Pakistan human rights minister Riaz Hussain Pirzada on Friday said that the Ahmadi minority community in the country is being subjected to grave human rights violations and because of the deep fear instilled in them no one even dares to mention the name of Nobel Prize-winning physicist Abdus Salam.
He made the remarks while briefing the National Assembly’s Standing Committee on Human Rights. Pirzada said it was unfortunate how the nation has overlooked its national heroes, reported The Friday Times.
The Ahmadis are not recognised as Muslims after the anti-Ahmadiyya ordinance was made in the Constitution of Pakistan in 1984, which restricted the freedom of religion for Ahmadis. Abdus Salam Centre for Physics in Pakistan was named in honour of Dr Abdus Salam, who won Pakistan’s first Nobel Prize in sciences 1979, for his contribution to the electroweak unification theory.
However, the situation in Pakistan continues to exhibit gory ‘Islamophobia’ against Ahmadis. Pakistan is indubitably more phobic of the Ahmadiyya sect, and their interpretation of Islam, reported The Diplomat.
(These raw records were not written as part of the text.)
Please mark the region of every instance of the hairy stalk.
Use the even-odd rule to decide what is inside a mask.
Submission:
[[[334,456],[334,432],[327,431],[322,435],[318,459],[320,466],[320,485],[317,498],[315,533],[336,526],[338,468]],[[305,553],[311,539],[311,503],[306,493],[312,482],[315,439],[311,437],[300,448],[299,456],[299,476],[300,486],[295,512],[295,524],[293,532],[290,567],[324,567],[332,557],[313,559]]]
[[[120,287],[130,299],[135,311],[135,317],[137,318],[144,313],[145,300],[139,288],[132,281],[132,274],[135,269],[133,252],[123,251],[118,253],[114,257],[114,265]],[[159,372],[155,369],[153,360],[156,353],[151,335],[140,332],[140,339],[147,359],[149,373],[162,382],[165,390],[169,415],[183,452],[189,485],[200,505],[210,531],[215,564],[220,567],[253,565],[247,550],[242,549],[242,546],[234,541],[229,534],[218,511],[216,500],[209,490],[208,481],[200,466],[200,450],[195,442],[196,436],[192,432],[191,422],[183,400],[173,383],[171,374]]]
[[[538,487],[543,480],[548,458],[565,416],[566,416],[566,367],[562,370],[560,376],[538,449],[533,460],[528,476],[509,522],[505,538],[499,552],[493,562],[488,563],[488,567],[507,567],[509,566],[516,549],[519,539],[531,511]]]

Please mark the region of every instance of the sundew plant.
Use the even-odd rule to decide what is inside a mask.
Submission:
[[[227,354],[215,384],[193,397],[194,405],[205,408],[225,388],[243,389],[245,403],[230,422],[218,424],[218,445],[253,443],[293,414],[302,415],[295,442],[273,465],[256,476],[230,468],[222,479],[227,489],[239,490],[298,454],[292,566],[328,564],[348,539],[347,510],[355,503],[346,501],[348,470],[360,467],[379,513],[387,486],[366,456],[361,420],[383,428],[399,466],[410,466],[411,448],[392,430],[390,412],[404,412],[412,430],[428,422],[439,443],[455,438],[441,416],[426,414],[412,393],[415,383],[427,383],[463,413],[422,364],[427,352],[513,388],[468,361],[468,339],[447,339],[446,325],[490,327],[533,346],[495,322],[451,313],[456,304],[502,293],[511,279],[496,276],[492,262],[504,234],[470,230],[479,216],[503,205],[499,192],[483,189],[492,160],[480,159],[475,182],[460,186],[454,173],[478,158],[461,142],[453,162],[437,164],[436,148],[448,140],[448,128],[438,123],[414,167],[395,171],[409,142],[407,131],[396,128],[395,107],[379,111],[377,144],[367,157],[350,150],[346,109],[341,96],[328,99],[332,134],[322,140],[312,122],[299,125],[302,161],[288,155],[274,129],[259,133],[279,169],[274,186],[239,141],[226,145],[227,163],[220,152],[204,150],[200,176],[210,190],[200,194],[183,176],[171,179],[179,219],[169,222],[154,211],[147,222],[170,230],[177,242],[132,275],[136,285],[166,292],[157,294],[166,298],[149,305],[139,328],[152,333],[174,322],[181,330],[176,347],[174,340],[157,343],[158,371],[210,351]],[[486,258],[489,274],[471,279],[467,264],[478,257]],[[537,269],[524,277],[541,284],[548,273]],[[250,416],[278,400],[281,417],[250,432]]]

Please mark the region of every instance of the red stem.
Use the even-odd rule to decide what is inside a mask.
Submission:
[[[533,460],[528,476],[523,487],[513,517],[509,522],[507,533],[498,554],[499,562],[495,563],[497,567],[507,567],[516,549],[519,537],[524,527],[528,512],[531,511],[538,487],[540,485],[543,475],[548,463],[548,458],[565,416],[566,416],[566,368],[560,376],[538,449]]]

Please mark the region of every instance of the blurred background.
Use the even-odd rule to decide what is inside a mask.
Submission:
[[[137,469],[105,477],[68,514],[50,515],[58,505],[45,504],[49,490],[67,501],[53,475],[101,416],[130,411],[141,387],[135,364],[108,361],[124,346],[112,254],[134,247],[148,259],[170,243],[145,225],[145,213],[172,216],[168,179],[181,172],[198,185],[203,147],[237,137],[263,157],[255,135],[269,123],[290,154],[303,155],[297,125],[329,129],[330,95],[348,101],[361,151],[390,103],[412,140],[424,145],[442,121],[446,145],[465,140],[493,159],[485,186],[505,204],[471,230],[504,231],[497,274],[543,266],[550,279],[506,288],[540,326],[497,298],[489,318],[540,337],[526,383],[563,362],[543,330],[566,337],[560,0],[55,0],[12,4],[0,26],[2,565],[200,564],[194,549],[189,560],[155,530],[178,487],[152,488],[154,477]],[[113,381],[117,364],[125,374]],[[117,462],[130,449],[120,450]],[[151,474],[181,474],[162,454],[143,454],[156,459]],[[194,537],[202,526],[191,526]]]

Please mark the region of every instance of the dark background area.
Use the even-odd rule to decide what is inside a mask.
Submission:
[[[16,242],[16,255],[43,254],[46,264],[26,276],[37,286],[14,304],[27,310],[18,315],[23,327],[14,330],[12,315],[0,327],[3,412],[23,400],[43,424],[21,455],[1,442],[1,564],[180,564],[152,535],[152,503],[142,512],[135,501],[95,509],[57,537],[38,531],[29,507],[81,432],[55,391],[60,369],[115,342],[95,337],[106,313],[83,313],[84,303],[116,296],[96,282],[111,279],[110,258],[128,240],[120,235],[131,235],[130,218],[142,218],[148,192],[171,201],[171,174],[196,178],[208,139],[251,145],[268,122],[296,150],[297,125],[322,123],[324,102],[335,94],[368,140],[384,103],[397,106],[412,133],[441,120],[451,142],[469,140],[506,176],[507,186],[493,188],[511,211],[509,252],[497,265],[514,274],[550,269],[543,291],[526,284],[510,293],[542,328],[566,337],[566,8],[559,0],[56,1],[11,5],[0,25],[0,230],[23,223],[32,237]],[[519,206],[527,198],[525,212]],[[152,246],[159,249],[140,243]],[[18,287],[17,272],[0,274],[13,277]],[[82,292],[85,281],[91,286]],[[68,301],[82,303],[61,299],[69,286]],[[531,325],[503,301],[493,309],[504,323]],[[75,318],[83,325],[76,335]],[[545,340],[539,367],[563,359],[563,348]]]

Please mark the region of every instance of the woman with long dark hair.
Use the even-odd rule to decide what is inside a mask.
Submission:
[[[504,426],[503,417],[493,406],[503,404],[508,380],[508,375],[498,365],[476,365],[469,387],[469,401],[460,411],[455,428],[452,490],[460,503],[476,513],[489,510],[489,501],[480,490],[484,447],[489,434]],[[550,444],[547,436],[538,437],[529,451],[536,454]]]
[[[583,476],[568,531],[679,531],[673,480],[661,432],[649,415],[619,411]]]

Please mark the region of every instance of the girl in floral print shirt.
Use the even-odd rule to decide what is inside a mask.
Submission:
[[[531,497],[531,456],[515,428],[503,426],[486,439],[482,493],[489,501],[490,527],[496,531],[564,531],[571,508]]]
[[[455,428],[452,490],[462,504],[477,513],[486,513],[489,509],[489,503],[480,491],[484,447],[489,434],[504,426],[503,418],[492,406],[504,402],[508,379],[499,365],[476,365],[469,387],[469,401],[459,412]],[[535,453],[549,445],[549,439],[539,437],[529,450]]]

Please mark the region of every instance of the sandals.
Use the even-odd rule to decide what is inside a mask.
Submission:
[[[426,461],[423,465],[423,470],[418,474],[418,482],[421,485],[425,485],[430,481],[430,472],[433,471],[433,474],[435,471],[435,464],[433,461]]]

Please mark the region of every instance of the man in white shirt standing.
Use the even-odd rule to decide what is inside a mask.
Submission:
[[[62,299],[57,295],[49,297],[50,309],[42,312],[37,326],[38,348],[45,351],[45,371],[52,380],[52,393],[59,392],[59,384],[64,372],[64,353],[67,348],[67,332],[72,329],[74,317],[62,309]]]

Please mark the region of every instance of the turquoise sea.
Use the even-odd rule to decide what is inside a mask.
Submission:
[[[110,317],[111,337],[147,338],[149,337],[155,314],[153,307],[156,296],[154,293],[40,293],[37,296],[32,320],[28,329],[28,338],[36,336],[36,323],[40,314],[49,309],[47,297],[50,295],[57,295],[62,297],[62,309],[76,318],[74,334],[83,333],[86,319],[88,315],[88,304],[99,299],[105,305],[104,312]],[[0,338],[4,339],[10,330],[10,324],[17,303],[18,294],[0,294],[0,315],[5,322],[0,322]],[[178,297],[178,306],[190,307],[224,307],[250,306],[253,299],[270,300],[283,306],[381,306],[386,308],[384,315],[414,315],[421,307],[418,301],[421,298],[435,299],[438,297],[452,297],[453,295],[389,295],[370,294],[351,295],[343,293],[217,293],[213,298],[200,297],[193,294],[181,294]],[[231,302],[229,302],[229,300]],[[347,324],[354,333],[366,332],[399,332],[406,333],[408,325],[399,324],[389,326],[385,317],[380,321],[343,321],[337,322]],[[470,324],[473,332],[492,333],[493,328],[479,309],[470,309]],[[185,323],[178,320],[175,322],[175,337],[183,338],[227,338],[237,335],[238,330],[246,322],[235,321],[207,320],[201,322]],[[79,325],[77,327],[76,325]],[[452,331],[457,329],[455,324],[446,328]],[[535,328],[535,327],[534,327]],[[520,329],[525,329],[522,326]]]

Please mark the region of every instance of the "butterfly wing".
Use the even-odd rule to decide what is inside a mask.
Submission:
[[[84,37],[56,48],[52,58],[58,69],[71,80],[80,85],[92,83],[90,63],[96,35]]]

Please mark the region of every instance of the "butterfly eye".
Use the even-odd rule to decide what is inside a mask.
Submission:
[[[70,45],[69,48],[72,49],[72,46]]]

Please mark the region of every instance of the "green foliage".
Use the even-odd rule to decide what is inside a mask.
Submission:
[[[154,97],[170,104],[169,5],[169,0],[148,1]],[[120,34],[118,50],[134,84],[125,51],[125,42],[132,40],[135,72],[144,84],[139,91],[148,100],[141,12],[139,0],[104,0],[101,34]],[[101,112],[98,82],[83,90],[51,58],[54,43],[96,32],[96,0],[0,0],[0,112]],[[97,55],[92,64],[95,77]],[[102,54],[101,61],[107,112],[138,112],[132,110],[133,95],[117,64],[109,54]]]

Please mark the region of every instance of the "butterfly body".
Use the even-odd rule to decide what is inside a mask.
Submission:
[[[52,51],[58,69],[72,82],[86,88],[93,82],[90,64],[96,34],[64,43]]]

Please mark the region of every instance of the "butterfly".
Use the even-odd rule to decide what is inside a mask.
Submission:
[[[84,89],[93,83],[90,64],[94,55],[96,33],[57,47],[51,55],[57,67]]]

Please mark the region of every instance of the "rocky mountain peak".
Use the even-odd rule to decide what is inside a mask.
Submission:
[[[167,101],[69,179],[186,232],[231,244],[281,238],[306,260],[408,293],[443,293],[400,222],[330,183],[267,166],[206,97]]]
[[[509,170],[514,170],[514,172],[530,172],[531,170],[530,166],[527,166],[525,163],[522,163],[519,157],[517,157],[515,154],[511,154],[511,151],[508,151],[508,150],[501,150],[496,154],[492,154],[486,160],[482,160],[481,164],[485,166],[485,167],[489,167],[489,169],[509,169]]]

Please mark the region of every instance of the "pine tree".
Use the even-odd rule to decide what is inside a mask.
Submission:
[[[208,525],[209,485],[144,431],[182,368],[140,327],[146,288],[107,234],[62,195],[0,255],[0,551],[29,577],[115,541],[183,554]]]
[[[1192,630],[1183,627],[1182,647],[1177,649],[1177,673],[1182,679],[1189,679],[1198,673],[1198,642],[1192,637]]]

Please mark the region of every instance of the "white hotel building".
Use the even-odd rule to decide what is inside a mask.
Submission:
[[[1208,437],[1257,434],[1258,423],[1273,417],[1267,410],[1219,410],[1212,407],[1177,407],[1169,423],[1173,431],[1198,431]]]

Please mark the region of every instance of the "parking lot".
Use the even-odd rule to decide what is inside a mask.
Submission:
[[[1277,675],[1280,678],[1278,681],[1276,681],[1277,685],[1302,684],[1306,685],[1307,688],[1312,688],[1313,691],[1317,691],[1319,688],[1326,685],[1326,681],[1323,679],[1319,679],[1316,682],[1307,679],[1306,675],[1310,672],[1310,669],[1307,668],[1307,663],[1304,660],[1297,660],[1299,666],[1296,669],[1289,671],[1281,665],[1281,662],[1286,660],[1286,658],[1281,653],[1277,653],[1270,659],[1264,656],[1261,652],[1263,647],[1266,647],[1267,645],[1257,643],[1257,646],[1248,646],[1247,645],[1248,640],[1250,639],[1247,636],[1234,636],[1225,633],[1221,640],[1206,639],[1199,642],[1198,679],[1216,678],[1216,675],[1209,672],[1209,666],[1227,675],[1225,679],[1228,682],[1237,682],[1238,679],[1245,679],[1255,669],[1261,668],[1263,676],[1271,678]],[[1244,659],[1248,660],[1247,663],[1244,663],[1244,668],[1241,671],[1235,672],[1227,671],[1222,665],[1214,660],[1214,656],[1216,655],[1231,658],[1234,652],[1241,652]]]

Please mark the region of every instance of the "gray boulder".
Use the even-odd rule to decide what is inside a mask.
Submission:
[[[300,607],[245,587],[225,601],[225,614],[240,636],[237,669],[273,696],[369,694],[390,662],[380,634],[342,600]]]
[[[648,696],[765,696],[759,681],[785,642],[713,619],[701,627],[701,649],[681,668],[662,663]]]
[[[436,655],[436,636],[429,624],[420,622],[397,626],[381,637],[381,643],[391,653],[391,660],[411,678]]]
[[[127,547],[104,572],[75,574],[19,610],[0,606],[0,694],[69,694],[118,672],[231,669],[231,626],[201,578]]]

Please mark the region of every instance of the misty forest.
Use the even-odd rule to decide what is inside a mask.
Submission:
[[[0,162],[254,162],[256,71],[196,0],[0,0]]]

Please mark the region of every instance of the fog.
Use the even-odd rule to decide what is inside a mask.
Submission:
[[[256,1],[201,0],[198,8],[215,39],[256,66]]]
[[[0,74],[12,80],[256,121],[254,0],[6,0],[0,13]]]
The grave of Abdus Salam (1926-1996) is in Rabwah in the Punjab province of Pakistan. However, the grave was desecrated as from the English inscription on the grave, the world “Muslim” has been erased from the phrase “the first Muslim Nobel laureate.”
The tombstone of Pakistan’s – and the Muslim world’s – first Nobel Prize winner Dr Abdus Salam was desecrated, just like the other graves. It now reads: “Professor Muhammad Abdus Salam, in 1979 became the first Nobel laureate for his work in Physics.”
Speaking about the missing persons in Pakistan, the rights activist said that his ministry had strived to overcome rights challenges confronting the nation however it is not in a position to hold anybody accountable.
“We look towards other ministries and police do so. Now, the ministry had been regulating conduct of law enforcement agencies,” he noted.